Fells Point schooner Nighthawk gets old lease on life

City suspends bid to revoke lease on Thames St. dock

April 04, 2001|By June Arney | June Arney,SUN STAFF

The Inner Harbor Task Force yesterday suspended action that would have evicted the Fells Point schooner Nighthawk from its dock space in May.

But the group also agreed to review the Nighthawk's Thames Street lease and other dock leases.

"I'm glad we seem to have made progress on this, and I won't have to leave in a couple weeks," said Capt. Martin D. Weiss, who has operated the boat in Baltimore for 15 years. "It seems like things are going to work out. ... Baltimore Harbor is big enough for all of us."

The task force, which is under the Department of Public Works and oversees events and issues related to the Inner Harbor, plans to discuss leases again at its next meeting, May 15.

"The committee here wanted to see them stay in business," said John D. Hubble, acting real estate officer. "We all want to see them stay in business, but we don't want the safety issues."

Wilbur E. "Bill" Cunningham, vice president/development for Living Classrooms Foundation, told the group about several accidents last summer in which the Seaport Taxi, which the foundation operates, hit the Nighthawk and other boats docked nearby because maneuvering space is tight.

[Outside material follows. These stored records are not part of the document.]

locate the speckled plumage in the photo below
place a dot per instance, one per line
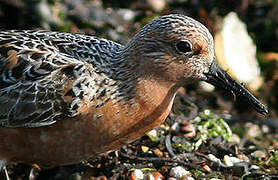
(69, 97)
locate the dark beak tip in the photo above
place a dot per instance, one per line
(220, 78)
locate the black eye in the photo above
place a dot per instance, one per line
(184, 46)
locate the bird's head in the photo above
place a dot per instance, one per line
(179, 49)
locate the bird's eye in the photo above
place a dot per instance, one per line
(184, 46)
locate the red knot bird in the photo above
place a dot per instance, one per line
(71, 97)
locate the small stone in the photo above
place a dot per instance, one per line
(235, 138)
(227, 161)
(179, 172)
(152, 135)
(154, 176)
(243, 157)
(157, 5)
(253, 130)
(158, 153)
(206, 168)
(187, 178)
(149, 177)
(137, 174)
(235, 160)
(259, 154)
(145, 148)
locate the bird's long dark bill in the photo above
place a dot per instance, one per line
(220, 78)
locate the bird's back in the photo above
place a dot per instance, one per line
(45, 76)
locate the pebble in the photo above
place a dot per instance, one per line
(154, 176)
(158, 153)
(259, 154)
(179, 172)
(227, 161)
(137, 174)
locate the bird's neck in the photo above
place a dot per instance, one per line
(154, 88)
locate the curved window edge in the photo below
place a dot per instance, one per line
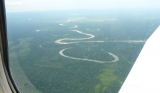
(6, 85)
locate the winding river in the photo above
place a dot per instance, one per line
(90, 36)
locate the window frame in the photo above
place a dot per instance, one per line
(10, 86)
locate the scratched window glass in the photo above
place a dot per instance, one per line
(76, 46)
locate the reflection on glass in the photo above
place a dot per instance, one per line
(78, 49)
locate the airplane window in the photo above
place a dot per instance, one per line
(76, 46)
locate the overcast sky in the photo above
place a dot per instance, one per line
(39, 5)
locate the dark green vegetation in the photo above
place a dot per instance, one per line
(37, 54)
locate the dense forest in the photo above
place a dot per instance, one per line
(37, 66)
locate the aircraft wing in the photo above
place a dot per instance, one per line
(144, 76)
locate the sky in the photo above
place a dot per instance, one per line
(41, 5)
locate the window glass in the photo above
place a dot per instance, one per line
(76, 46)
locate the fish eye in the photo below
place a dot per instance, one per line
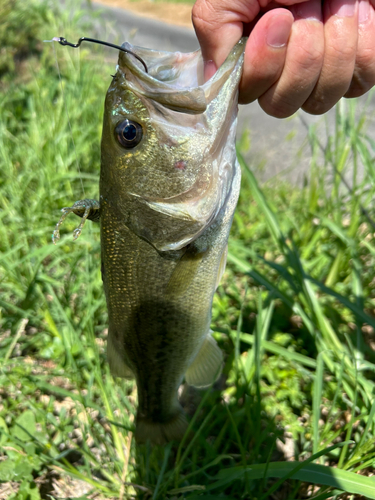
(128, 133)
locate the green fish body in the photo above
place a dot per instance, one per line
(169, 185)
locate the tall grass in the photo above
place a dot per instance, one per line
(294, 316)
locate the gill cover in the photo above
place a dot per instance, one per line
(188, 113)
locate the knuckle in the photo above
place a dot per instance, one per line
(276, 108)
(342, 52)
(317, 106)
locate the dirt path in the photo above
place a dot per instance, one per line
(171, 13)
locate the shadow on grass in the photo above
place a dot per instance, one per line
(228, 431)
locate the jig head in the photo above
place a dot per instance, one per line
(64, 41)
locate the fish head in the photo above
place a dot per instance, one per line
(168, 144)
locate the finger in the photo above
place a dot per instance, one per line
(364, 71)
(265, 54)
(219, 25)
(340, 37)
(304, 61)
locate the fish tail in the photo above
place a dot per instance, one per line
(161, 432)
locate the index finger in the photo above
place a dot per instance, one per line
(219, 24)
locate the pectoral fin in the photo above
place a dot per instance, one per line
(184, 272)
(206, 367)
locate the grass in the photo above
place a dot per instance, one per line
(294, 316)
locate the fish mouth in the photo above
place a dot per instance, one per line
(175, 79)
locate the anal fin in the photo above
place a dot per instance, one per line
(206, 367)
(223, 263)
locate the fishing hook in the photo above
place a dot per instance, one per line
(64, 41)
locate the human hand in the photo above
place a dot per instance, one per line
(300, 54)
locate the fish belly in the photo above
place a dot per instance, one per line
(155, 334)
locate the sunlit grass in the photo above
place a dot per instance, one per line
(294, 316)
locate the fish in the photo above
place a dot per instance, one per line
(169, 185)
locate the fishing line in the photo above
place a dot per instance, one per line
(67, 113)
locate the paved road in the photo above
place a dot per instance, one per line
(279, 148)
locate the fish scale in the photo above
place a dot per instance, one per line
(169, 186)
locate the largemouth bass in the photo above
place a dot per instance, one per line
(169, 185)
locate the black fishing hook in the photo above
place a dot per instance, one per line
(64, 41)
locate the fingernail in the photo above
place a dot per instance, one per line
(363, 11)
(209, 70)
(343, 8)
(310, 11)
(278, 31)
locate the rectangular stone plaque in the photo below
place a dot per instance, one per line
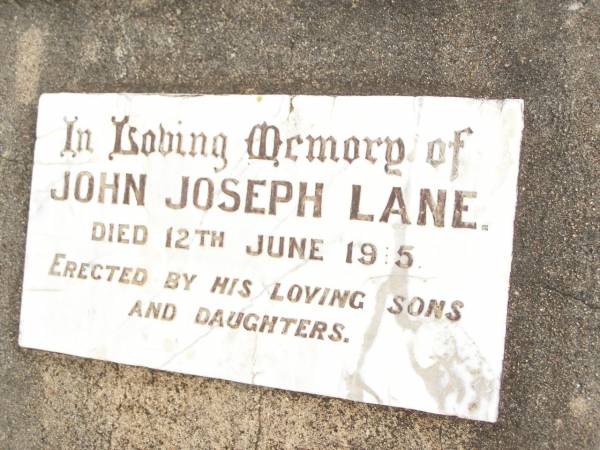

"We certainly don't want to drive anybody out of that space," Cunningham said. "[But] we can't operate safely in the space that's left."

A spokeswoman for the Nighthawk said safety issues have become a concern only recently.

"In the dozen years prior to the Seaport Taxi taking over, Harbor Shuttle never had any safety issues that we were aware of," said Kirsten Blom, director of travel for Nighthawk Cruises and Travel. "But just since they took over, there have been at least three incidents involving docked boats on the same weekend."

In one incident, on June 25, a Seaport Taxi struck the starboard side of the Nighthawk, causing $2,104 in damages, according to Weiss. The same weekend a Seaport Taxi also struck two other docked boats, Weiss said.

Living Classrooms bought the Harbor Shuttle boats and changed the name to Seaport Taxi in April 2000.

The congestion is a problem only on weekends and during special events, Cunningham said. He blamed the problem, at least in part, on overlapping leases granted by the city.

Weiss has renewed his lease with the city, due to expire in October, for another five years. But the terms of the lease allow either party to cancel by giving 60-days notice. Weiss pays $450 a month for the lease, plus taxes on tickets.

The 82-foot Nighthawk carries 3,500 to 4,000 passengers a year on cruises that include murder-mystery tours, afternoon and moonlight cruises, weddings and private parties.

The schooner, which holds a maximum of 50 people, sails from April 1 to Nov. 1. Built in 1980, it is a steel replica of a Chesapeake Bay coastal schooner.